When reaugmenting a previous vertebroplasty or vertebral augmentation, an en face view may be used to visualize the pedicle outline and the upper vertebral margins. A transpedicular or parapedicular approach can be utilized to reaccess the vertebral body. Kambin’s triangle offers access to the superior end plate in order to obtain a sufficiently medial trajectory of the cannula and to avoid the neural canal and the nerve root. The use of a smaller (10- to 11-gauge) cannula is recommended for revision augmentation. The operator needs to be certain that there are no new subjacent fractures and if there is no significant postprocedural pain relief, continued fracture due to an unfilled cleft, collapse of the vertebral body, or fracture around the cement needs to be suspected. Upright lateral X-rays can be used to visualize significant vertebral body collapse and any positional change of height. A computed tomography (CT) scan can also demonstrate vacuum clefts and fissures. Magnetic resonance (MR) imaging or bone scan can also be used to assess for postoperative complications if these are suspected. CT may also be used and can be used to assess the adequacy of the cement fill in regard to filling the fracture clefts and stabilizing the overall structure of the vertebral body.

35.6.2 Kyphoplasty and Revision of L3 Pedicle Screw after Posttraumatic Screw Displacement

A 78-year-old woman with past medical history of primary osteoporosis and frequent falls as well as loss of balance due to spinal stenosis and scoliosis had a L3–S1 spinal fusion 4 weeks priorto a fall (▶Fig. 35.14). The patient presented with new and increasing back pain different in nature from the surgical pain and proximal to the incision. A lateral radiograph demonstrated osteoporotic vertebral compression fractures of L2 and L3 with the left L3 pedicle screw dehiscent superiorly into the L2–L3 intervertebral disk (▶Fig. 35.15). Sagittal short tau inversion recovery (STIR) and postcontrast T1-weighted MR images demonstrated vertebral body linear signal abnormalities typical of that of a vertebral fracture of L2 and an end plate fracture of L3 (▶Fig. 35.16).

**Fig. 35.14** Lateral radiograph demonstrating spinal fusion with pedicle screw and rod augmentation and interbody fusions from L3-S1 without complications.

**Fig. 35.15** Lateral radiograph demonstrating osteoporotic vertebral compression fractures of L2 (*white arrowhead*) and L3 with the L3 pedicle screw dehiscent superiorly into the L2-L3 intervertebral disk space (*white arrow*).

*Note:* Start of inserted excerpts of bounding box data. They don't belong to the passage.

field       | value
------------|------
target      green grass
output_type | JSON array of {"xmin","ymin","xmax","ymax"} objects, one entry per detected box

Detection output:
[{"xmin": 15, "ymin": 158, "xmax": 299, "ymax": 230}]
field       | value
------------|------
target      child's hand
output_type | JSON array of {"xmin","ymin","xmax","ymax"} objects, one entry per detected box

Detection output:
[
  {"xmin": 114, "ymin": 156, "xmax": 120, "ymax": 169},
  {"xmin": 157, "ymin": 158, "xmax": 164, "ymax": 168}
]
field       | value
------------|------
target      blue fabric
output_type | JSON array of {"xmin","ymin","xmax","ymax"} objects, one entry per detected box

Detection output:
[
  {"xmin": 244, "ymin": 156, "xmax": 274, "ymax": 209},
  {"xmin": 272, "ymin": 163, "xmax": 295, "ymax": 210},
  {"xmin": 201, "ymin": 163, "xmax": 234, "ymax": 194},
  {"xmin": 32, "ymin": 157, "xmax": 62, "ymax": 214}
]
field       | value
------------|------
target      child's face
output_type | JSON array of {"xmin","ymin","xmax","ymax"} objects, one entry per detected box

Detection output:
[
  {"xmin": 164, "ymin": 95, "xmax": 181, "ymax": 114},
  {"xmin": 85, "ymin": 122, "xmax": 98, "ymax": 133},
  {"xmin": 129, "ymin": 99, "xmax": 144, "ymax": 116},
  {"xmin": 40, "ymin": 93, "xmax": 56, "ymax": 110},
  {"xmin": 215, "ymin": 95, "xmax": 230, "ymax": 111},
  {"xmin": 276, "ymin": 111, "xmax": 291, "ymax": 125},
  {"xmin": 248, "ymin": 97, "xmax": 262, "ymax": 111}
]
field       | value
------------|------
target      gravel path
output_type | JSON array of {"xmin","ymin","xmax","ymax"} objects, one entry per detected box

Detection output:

**Fig. 35.16** Sagittal short tau inversion recovery (STIR) (a) and post contrast T1-weighted (b) sagittal images demonstrating a linear signal abnormality within the L2 vertebral body (*white arrows* in a and b) and a superior endplate deformity of L3 (*white arrowheads* in a and b) indicative of vertebral compression fractures of L2 and L3.

A decision was made to perform a balloon kyphoplasty of L2 to treat the vertebral compression fracture above the construct and at L3 to treat the vertebral fracture as well as to restabilize the dehiscent hardware (▶Fig. 35.17). A drill was directed through the left L3 pedicle away from the superior end plate and a balloon tamp was then placed in the center of the left side of the vertebral body (▶Fig. 35.18) The balloon tamp was inflated and a right-sided one-step introducer was also placed via a parapedicular approach (▶Fig. 35.19). A drill was then advanced through the introducer into the center of the vertebral body, adjacent to the inflated left-sided balloon (▶Fig. 35.20). Attention was then turned to the L2 vertebral body with bilateral transpedicular right and left balloon tamps placed and inflated. The right-sided L3 drill was placed without a balloon following the drill placement due to the risk of balloon rupture if it came in contact with the contralateral pedicle screw (▶Fig. 35.21). Polymethyl methacrylate injection was then performed at the L2 and L3 levels with cement filling the voids (▶Fig. 35.22). Final images demonstrated no leakage or extravasation of cement (▶Fig. 35.23).